XIII: lucia

For some reason I can’t quite fathom, some waldorf schools in other parts of the world celebrate Santa Lucia (or Saint Lucy’s day). I’m not sure what indications Steiner might have given, because I haven’t found any. I’ve picked a couple of random Lucia posts from non-Nordic waldorf schools. Here’s Emerson waldorf:

December 13 is Santa Lucia Day. The 7th and 2nd grades lead this beautiful festival, which is based on a story from Sweden. Lucia was a pubescent girl who was innocent and pure of heart. During a particularly harsh winter (and after a very poor harvest), the people of Sweden were starving and freezing to death. Lucia was moved to venture out into the snow to bring a message of hope to the people who were suffering. Filled with the light of God’s spirit, she made her way across the frozen lakes and hills bringing food to the starving and filling their despairing hearts with the light and warmth of God’s love. The oldest 7th grade girl dresses in white with a beautiful crown on her head and leads a procession of 7th and 2nd graders, also dressed in white. They visit every classroom in the school with warm buns to eat, symbolizing warmth and light in this cold, dark season. [Source.]
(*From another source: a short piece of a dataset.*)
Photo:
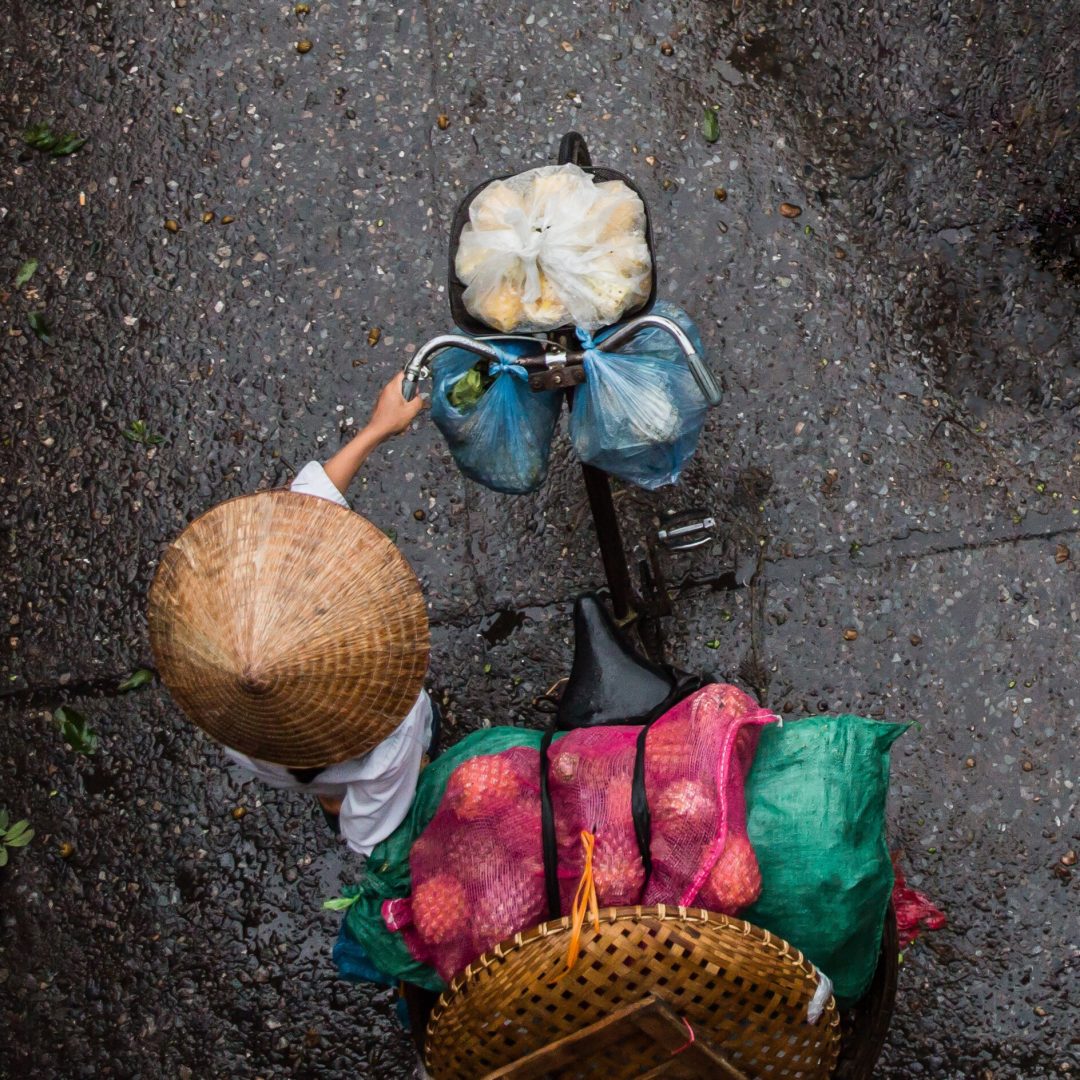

A waldorf school in British Columbia writes:

According to the old Julian calendar, December 13th was the longest night of the year. The ancient people were very much aware of the diminishing daylight and feared the cold and hunger that accompanied the sun’s decline. Men yearned for a friendly spirit to intercede, restoring the light to the earth. Over many centuries, this spirit of light became personified in St. Lucia, the Queen of Light. In the present day, St. Lucia’s Day is most commonly celebrated in Sweden. “Lucia,” usually the eldest daughter who comes singing the ancient Sicilian song “Santa Lucia,” awakens families all over Sweden. Dressed in white and wearing a crown of lighted candles, she presents saffron buns and Christmas cookies to members of the family. Traditionally, Class 2 and Class 8 lead a Santa Lucia celebration for the whole school. [Source.]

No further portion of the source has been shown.